IVF-PQ: low-precision coarse search #715

achirkin · 2025-02-21T08:15:44Z

Enable low-precision (half / int8) element type for use in the cuBLAS GEMM performed during coarse search (select clusters to probe). This makes cuBLAS use tensor cores and thus speeds up the coarse search.

Also propagate kMaxQueries compile time constant to a runtime search parameter: this allows to improve GPU utilization in extremely large batch size case, such as using IVF-PQ for constructing a nearest-neighbor graph for the whole dataset.

tfeher · 2025-03-17T23:05:55Z

Hi Artem, thanks for the PR! Could you add tests for the new options?

achirkin · 2025-03-21T14:01:18Z

Sure, thanks for pointing this out!

It's worth mentioning the int8 coarse search often gives the garbage recall and that is rather unavoidable. The problem is that we keep cluster norms as a part of cluster vectors and compute GEMM of the whole thing for the L2 case. But the norms are not normalized, so they grow very fast with the number of dimensions, which makes int8 representation impossible. I slightly improved the situation by encoding the norms into several int8 slots, but even that didn't help in many cases.

tfeher

Thank you Artem for the PR! It looks good overall, but I have a few questions.

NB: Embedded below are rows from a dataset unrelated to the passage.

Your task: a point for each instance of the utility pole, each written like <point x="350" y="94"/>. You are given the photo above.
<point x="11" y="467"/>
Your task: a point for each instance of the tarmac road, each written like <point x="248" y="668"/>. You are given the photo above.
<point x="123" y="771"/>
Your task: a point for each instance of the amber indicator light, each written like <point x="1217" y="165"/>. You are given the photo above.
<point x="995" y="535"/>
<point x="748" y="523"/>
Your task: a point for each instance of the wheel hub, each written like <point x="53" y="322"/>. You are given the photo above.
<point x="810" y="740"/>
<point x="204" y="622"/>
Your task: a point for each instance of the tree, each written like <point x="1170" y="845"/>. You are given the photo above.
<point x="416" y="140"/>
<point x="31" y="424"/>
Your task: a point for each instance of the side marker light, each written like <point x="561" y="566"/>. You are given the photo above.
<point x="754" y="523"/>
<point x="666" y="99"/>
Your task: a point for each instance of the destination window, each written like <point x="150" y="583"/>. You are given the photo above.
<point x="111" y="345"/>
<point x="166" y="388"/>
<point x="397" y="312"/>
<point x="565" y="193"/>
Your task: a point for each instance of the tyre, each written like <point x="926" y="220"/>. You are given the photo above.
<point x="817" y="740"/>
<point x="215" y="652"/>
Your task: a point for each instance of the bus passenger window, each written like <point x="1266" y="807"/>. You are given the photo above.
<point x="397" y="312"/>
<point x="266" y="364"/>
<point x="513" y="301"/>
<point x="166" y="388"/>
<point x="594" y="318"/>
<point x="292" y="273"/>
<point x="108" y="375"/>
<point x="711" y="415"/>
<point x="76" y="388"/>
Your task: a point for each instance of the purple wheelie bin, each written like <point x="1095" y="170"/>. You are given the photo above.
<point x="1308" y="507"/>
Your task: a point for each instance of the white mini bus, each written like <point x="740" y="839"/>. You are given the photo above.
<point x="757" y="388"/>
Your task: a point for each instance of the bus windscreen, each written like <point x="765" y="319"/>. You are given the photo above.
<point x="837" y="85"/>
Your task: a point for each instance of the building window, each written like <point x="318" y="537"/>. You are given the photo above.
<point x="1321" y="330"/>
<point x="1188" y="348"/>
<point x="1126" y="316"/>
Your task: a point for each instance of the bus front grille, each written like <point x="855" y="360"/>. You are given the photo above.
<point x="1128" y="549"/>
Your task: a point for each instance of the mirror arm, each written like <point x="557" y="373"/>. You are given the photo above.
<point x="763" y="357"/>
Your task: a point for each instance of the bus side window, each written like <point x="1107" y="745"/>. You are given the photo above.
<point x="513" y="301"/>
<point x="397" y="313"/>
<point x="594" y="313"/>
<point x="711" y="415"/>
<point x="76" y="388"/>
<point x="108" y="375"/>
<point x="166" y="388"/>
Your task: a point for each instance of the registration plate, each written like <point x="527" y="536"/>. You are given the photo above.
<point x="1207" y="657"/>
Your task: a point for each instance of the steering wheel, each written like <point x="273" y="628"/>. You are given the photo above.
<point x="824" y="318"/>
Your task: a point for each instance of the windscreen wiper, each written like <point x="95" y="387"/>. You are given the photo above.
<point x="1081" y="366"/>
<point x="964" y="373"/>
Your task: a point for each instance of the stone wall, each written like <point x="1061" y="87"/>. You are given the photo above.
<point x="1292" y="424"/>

cpp/src/neighbors/ivf_pq_index.cu

tfeher · 2025-03-24T00:04:18Z

cpp/tests/neighbors/ann_ivf_pq.cuh

+    // 8-bit coarse search is experimental and there's no go guarantee of any recall
+    // if the data is not normalized. Especially for L2, because we store vector norms alongside the
+    // cluster centers.
+    x.min_recall = 0.1;


Is the normalization requirement documented elsewhere?

Can't we use our quantization API to set proper normalizaiton constants?

Can we have larger min_recall by increasing nprobes?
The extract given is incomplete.